Le frère et la sœur sont assis sur les sièges arrière, regardant le paysage défiler, l'air maussade. Julien soupire bruyamment en repensant à ce qui s'est passé une quinzaine de minutes plus tôt. Tout allait bien, pourtant! Lui et ses amis s'amusaient dans l'eau, s'éclaboussaient et rigolaient. Puis ce qui est arrivé a été tellement soudain, d'autant plus que Jeremy a eu l'air en plein forme. Il était juste parti aux toilettes puis, alors qu'il revenait, il s'est effondré. Celeste, qui a tout vu, s'est empressée d'aller chercher son inhalateur.
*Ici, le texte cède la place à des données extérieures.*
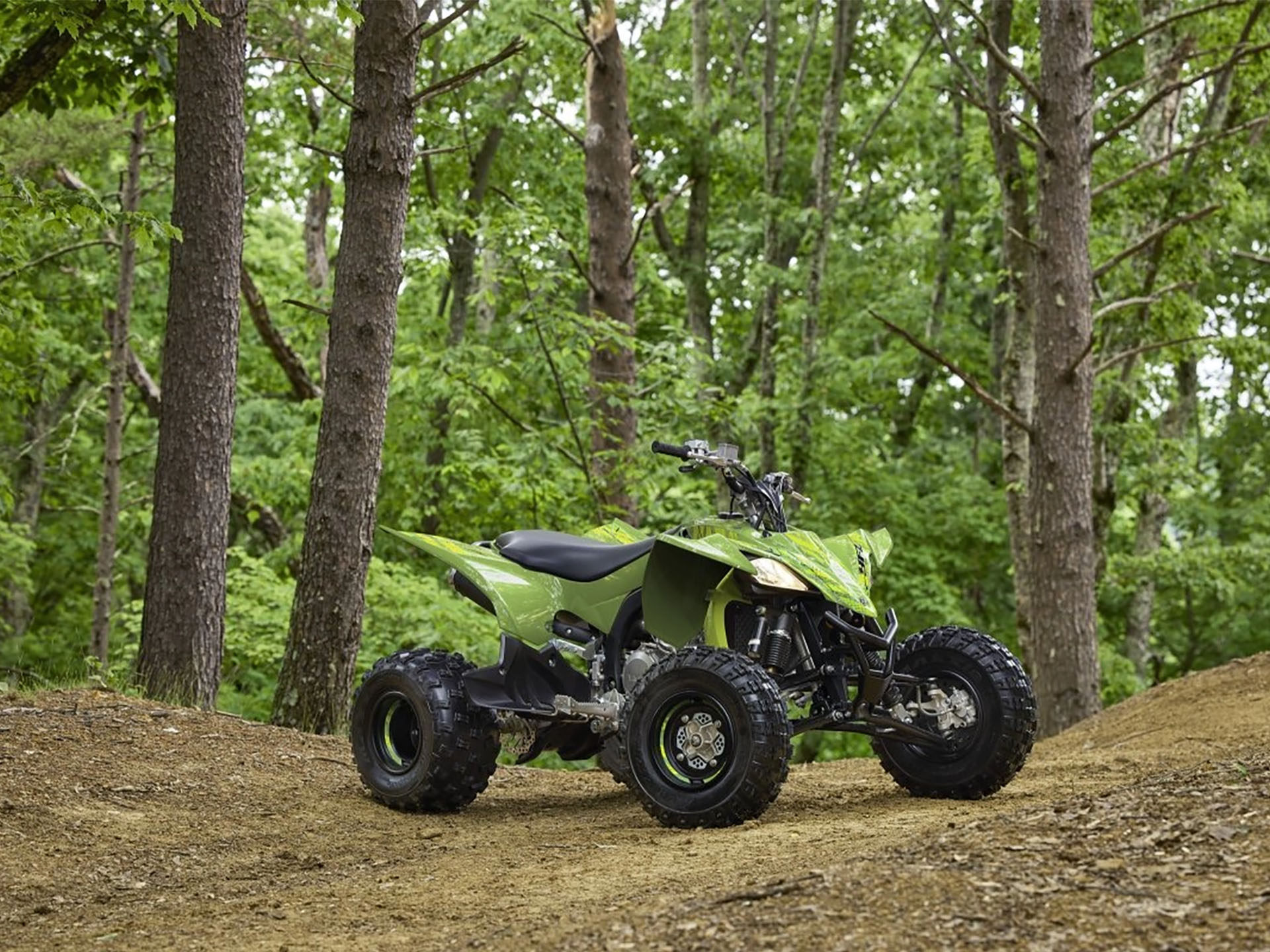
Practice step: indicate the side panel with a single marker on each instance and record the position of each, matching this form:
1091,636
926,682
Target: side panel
681,576
525,601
Elle a commencé à culpabiliser car elle est persuadée que tout cela ne serait pas arrivé si elle avait vu que Jeremy n'allait pas bien. Et même si les autres ont tenté de la rassurer qu'elle n'y est pour rien, Julien a le pressentiment que la jeune fille se sent toujours coupable.
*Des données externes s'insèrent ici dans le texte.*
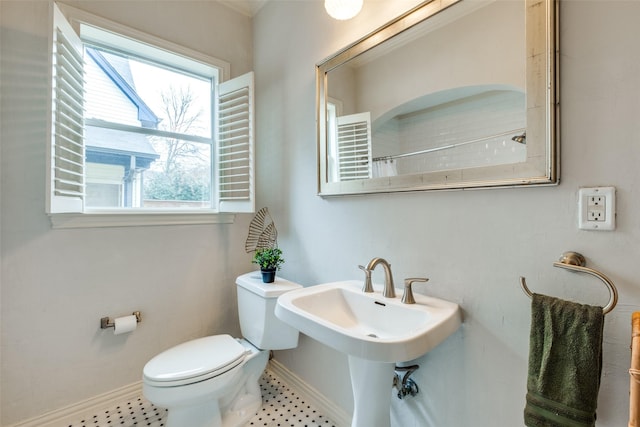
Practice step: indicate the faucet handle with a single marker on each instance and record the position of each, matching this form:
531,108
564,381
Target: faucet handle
407,296
368,287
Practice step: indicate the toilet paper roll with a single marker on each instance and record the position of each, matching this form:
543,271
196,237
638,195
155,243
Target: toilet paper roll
125,324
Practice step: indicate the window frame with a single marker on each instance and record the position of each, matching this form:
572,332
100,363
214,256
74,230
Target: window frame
81,21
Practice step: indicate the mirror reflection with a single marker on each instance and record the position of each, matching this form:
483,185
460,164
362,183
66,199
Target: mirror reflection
452,102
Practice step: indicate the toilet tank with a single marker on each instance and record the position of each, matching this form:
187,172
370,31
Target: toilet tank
256,309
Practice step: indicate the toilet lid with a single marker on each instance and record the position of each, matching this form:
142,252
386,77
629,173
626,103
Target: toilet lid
195,360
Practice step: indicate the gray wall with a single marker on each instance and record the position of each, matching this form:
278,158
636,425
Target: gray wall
57,284
472,244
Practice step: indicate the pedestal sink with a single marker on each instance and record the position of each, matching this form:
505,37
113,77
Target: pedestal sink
375,332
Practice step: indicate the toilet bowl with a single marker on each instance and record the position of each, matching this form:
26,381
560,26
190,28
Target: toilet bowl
214,381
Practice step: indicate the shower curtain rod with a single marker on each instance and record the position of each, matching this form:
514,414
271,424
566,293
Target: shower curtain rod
445,147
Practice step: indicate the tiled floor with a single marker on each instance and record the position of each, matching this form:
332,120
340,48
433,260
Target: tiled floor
281,407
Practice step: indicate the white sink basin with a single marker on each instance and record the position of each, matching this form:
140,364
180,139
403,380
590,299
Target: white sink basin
368,325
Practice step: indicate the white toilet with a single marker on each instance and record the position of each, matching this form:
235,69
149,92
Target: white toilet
213,381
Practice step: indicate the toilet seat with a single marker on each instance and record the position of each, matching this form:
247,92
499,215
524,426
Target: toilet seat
194,361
A peine rentrés chez eux, Julien et Hélène ont voulu monter dans leur chambre pour rester seuls un moment. Mais juste avant, Julien s'en  va vers son père et le serre dans ses bras. Sa sœur ne tarde pas à le rejoindre, et ils restent enlacés ainsi pendant de longues minutes. Paul leur dit alors:

-Il va s'en sortir, je vous le promets.

Il a prononcé cette phrase avec une telle conviction que Julien se sent obligé de le croire. Du reste, le jeune garçon refuse d'envisager une autre possibilité. Surtout après ce qui est arrivé à leur mère, il y a de cela des années. Un cancer l'a emportée, et elle n'a parlé de sa maladie à personne, et surtout pas à ses enfants de peur de les inquiéter. C'est finalement le jour où elle s'est écroulée au milieu du salon que Julien a compris que quelque chose n'allait pas. Là encore, tout semblait aller bien. Leur mère s'est montrée souriante, rieuse, puis soudainement, leur univers a basculé. Et depuis cette perte, Julien refuse l'idée de perdre un autre membre de sa famille.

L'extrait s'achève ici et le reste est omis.